Wednesday, September 09, 2009

What do the EDL want to be?

Various bits of the British blogosphere and old media have been following with interest the development of and developments around the English Defence League (EDL). The best coverage I've seen has been in the ever superb Bartholomew's Notes on Religion. Much of debate has been around whether the EDL is the "far right" or not. The connections of this rather nebulous organisation's leaders have been one point of investigation down this path - particularly whether they have connections to established British far right groups such as the BNP or NF. I'm not actually sure how important that classification is. EDL leaders have stated they are not a racist organisation although their statements made in an interview (conducted, incidentally, by a visiting American Christian-right activist with a history of homophobia and with the EDL chaps wearing NI-paramilitary style balaclavas) give plenty of grist for anyone who wants to dispute this. There is a very obvious football casual culture and skinhead connection to the group as well, and I imagine that the Brum police will see a few known faces in the crowds from the national soccer hooliganism files. The organisation's mission is quite clear, they are against Islam in the UK - rather than having a more specific target of Islamists or radicals - so they don't seem very keen on any individual Muslims generally. Choose your own word to describe that.

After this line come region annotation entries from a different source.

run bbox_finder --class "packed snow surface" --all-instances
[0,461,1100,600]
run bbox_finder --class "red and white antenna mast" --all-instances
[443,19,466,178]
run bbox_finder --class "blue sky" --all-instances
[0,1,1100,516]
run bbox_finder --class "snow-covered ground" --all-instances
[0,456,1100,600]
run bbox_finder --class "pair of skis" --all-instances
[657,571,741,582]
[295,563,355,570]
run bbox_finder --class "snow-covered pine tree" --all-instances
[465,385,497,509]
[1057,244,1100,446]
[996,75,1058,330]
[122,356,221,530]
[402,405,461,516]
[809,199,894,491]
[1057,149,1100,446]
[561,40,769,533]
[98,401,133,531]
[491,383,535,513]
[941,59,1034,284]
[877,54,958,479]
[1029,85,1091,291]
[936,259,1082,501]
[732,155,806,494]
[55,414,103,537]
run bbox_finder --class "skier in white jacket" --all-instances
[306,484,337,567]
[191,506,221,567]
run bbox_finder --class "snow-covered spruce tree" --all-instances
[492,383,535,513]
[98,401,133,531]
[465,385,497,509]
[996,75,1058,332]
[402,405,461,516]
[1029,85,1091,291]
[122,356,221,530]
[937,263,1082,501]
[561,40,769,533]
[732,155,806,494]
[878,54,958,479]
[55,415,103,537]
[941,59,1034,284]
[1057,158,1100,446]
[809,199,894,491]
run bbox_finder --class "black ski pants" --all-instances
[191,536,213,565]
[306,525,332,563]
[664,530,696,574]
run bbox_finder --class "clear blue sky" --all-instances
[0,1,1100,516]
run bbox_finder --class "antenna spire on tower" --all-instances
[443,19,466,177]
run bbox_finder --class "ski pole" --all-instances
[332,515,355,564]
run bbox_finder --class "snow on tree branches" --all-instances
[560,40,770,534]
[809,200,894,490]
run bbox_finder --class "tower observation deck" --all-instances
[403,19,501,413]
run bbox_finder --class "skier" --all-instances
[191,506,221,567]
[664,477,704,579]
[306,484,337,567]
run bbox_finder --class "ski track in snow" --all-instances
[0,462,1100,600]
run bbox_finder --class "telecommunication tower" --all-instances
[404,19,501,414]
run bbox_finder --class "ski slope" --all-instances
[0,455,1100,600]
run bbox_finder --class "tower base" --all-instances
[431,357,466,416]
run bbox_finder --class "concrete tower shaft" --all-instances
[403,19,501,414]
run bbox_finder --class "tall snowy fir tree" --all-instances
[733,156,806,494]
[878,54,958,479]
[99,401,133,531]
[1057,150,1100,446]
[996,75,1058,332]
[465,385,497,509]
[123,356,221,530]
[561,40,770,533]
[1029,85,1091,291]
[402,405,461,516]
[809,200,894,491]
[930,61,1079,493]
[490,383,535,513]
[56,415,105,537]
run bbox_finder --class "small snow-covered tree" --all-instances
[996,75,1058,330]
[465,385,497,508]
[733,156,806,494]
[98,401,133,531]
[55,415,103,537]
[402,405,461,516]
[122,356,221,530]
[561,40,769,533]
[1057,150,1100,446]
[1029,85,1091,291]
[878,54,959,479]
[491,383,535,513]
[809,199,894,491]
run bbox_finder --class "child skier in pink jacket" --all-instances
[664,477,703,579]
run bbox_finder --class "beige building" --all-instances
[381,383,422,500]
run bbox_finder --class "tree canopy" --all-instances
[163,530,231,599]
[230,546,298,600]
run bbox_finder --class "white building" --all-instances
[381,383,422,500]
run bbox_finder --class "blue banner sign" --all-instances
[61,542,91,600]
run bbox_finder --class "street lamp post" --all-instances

What I found most interesting were two of the pictures that came out of the Brum demo: firstly, on the Daily Mail website, showing a bunch of shaven headed guys surrounded by cops, holding aloft the Israeli flag (scroll down). Pro-Israeli expression is now pretty common amongst far right groups and political parties across Europe, reflecting the centrality of their anti-Muslim discourse domestically. But also amongst the EDL crowd, other shaven headed young men were seen doing Hitler salutes, giving a very different impression. If the EDL attracts people of latter bent, they will alienate potential sympathisers in the former camp. This makes them an interesting British example of a tension in the radical right visible in lots of other European countries.